Blockbuster Arizona immigration law exposé sure to fuel anti-NPR campaign

NPR’s blockbuster investigative report exposing the private prison industry’s role in writing and bankrolling the “lock ’em up” Arizona immigration law that passed earlier this year is sure to fuel cries rising against NPR on the right led nationally by FOX News and here in Colorado by GOP Congressman Doug Lamborn.

This summer Lamborn introduced legislation to strip public journalism, including NPR and PBS, of taxpayer support, and now, in the wake of the FOX move against NPR, Lamborn is forthright about doing so for ideological reasons.

“PBS is a friend and protector of liberal issues and political correctness at the expense of free speech,” he wrote to supporters last week.

Now that NPR has attacked a sacred cow of the Colorado right in uncovering the messy corrupt details behind Arizona’s controversial SB 1070, Lamborn is sure to get increased support on the ground. The story is as chilling as it is unsurprising.
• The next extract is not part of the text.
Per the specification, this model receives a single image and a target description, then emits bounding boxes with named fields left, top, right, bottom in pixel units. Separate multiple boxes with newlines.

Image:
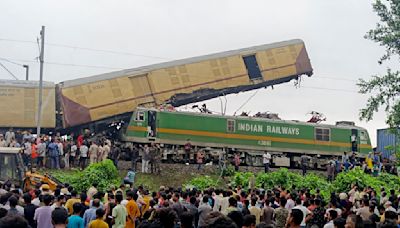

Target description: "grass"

The lead:

Last year, two men showed up in Benson, Ariz., a small desert town 60 miles from the Mexico border, offering a deal.
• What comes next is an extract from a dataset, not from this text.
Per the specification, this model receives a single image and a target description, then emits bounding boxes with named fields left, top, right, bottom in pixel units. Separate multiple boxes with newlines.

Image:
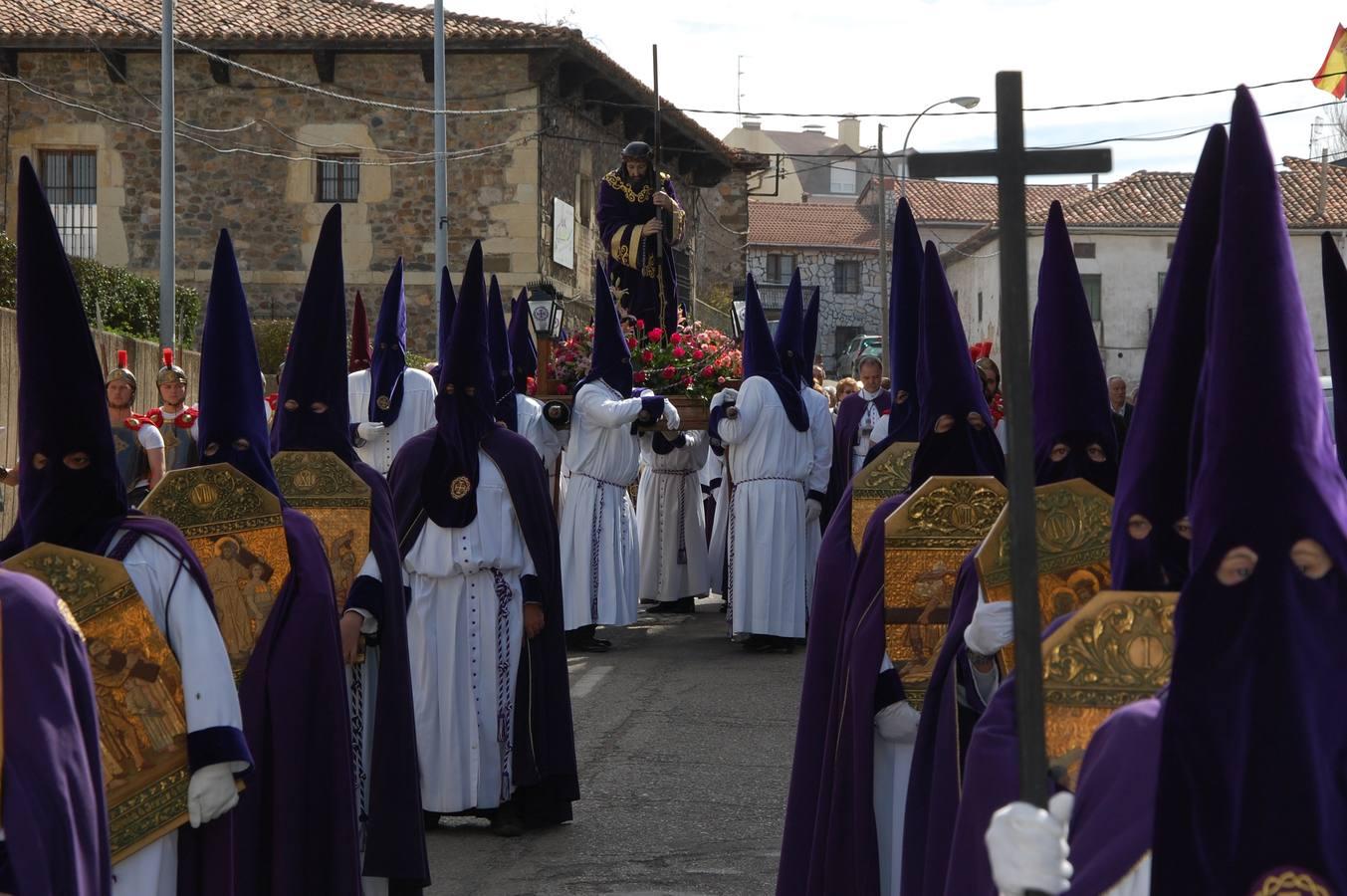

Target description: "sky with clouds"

left=413, top=0, right=1347, bottom=179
Glenn Nichols, the Benson city manager, remembers the pitch.

“The gentleman that’s the main thrust of this thing has a huge turquoise ring on his finger,” Nichols said. “He’s a great big huge guy and I equated him to a car salesman.”

What he was selling was a prison for women and children who were illegal immigrants.

“They talk [about] how positive this was going to be for the community,” Nichols said, “the amount of money that we would realize from each prisoner on a daily rate.”

But Nichols wasn’t buying. He asked them how would they possibly keep a prison full for years — decades even — with illegal immigrants?

“They talked like they didn’t have any doubt they could fill it,” Nichols said.

That’s because prison companies like this one had a plan — a new business model to lock up illegal immigrants. And the plan became Arizona’s immigration law.

GOP state lawmakers here have made a show in the months since the Arizona law passed of supporting it and planning to introduce similar legislation here during the next legislative session. Seven Republican lawmakers made a highly publicized trek to Phoenix in August to “refine our understanding and fortify our resolve,” as state Sen. Kevin Lundberg, R-Berthoud, told the Denver Post. “What you gain from a meeting like this is a lot of the details and the particulars,” he said.

Lunberg was joined on the fact-finding fortifying mission by State Sen. Dave Schultheis, Senate candidate Kent Lambert, Rep. Randy Baumgardner and House candidates Janak Joshi, Ray Scott and Chris Holbert.

Either Lundberg and company didn’t get the details NPR got, which is a problem, or they did, which is also a problem.